$\displaystyle \sum_{n=1}^{\infty} \frac{1}{n^4}$
I want to evaluate this sum by the use of integration.
$\displaystyle \int_{\frac{1}{n^4}}^{\frac{4}{n^4}} 1 \space dx = \frac{4}{n^4} - \frac{1}{n^4} = \frac{3}{n^4}$
$\displaystyle \int_{1}^{\infty} 1 \space dx = \sum_{n=1}^{\infty} \int_{\frac{1}{n^4}}^{\frac{4}{n^4}} 1 \space dx$
The improper integral does not converge. So what is a way of finding this sum using integrals??
On
What you have is
$$\sum_{n=1}^{\infty}\frac{1}{n^4} < 1 + \int_{1}^{\infty} \frac{1}{x^4} dx$$
or
$$\sum_{n=1}^{\infty}\frac{1}{n^4} = \int_{1}^{\infty} \frac{1}{\lfloor x\rfloor^4} dx$$
On
It is well known that $$\sum_{n=1}^\infty \frac{1}{n^4} = \frac{\pi^4}{90}$$ This value is not obtained by integration in the manner in which you are trying. In fact, I have no idea what you are attempting to do but it seems wrong. This question is much more difficult than just an integral. I suggest reading about "Particular values of Riemann zeta function" to get an idea of how you would evaluate a sum like this. http://en.wikipedia.org/wiki/Particular_values_of_Riemann_zeta_function
Your last equation isn't true, which is probability related to why it's not working.
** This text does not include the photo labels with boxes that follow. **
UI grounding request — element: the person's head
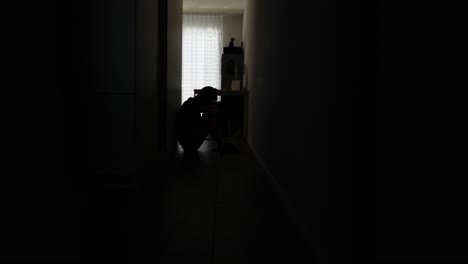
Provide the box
[196,86,218,104]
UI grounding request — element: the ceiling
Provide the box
[183,0,247,15]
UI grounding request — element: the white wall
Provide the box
[223,15,243,47]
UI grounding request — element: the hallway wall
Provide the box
[244,0,374,263]
[63,0,174,185]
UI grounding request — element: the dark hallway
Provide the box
[84,137,314,263]
[0,0,468,264]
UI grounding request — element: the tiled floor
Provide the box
[82,140,313,264]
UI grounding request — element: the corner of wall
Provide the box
[248,142,320,257]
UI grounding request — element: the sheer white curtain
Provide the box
[182,14,223,103]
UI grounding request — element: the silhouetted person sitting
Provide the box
[177,86,237,153]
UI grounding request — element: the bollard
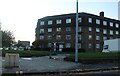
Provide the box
[5,53,19,68]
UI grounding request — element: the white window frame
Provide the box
[96,44,100,49]
[40,29,44,33]
[96,19,100,24]
[78,17,82,23]
[56,27,61,32]
[110,30,113,35]
[66,43,71,48]
[40,35,44,40]
[40,21,45,25]
[48,28,52,32]
[66,35,71,40]
[88,18,92,23]
[66,27,71,32]
[110,22,113,27]
[115,23,119,28]
[66,18,72,23]
[103,21,107,26]
[103,29,107,34]
[96,28,100,32]
[88,27,92,32]
[48,20,52,25]
[56,19,62,24]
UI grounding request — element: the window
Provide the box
[88,43,92,48]
[110,37,113,39]
[88,18,92,23]
[56,27,61,32]
[96,36,100,40]
[48,20,52,25]
[96,28,100,32]
[96,19,100,24]
[89,27,92,32]
[103,21,107,26]
[56,19,62,24]
[110,22,113,27]
[48,28,52,32]
[78,35,82,40]
[66,35,71,40]
[78,43,81,49]
[78,18,82,23]
[78,26,82,32]
[115,23,119,28]
[103,29,107,34]
[66,27,71,31]
[40,21,44,25]
[89,35,92,40]
[66,43,71,48]
[96,44,100,48]
[40,29,44,33]
[56,35,61,40]
[110,30,113,35]
[116,31,119,35]
[66,18,71,23]
[48,35,52,40]
[40,35,44,40]
[103,36,107,40]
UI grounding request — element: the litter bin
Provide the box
[5,53,19,68]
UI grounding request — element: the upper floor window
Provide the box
[66,18,71,23]
[110,22,113,27]
[103,29,107,34]
[88,43,92,48]
[48,20,52,25]
[88,18,92,23]
[78,18,82,23]
[40,35,44,40]
[89,27,92,31]
[96,36,100,40]
[40,29,44,33]
[96,44,100,48]
[78,35,82,40]
[103,36,107,40]
[66,27,71,31]
[88,35,92,40]
[56,35,61,40]
[103,21,107,26]
[56,19,62,24]
[116,31,119,35]
[40,21,45,25]
[78,43,81,48]
[48,28,52,32]
[110,30,113,35]
[66,35,71,40]
[78,26,82,32]
[48,35,52,40]
[96,28,100,32]
[96,19,100,24]
[56,27,61,32]
[66,43,71,48]
[115,23,119,28]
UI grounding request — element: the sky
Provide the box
[0,0,119,43]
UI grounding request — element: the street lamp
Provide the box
[75,0,78,63]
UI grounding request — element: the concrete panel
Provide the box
[5,53,19,68]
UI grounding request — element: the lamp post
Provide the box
[75,0,78,63]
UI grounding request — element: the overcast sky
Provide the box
[0,0,119,43]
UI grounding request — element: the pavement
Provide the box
[0,54,118,73]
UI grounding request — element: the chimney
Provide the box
[100,11,104,17]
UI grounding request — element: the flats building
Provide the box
[35,12,120,52]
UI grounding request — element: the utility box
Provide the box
[5,53,20,68]
[102,38,120,52]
In particular, notice that, if we start writing out the terms of your sum on the left hand side, we get: $$\left(\int_{1}^{4}1\,dx\right)+\left(\int_{1/16}^{1/4}1\,dx\right)+\left(\int_{1/81}^{4/81}1\,dx\right)+\cdots$$ This poses a problem for your equality, since you're integrating, essentially, over the union of all intervals of the form $[\frac{1}{n^4},\frac{4}{n^4}]$, and your equality assumes that this union is $[1,\infty)$, which is a problem, because, from the above,it is clear that the union of such intervals is, in fact, not connected and is bounded. So, your equality doesn't work.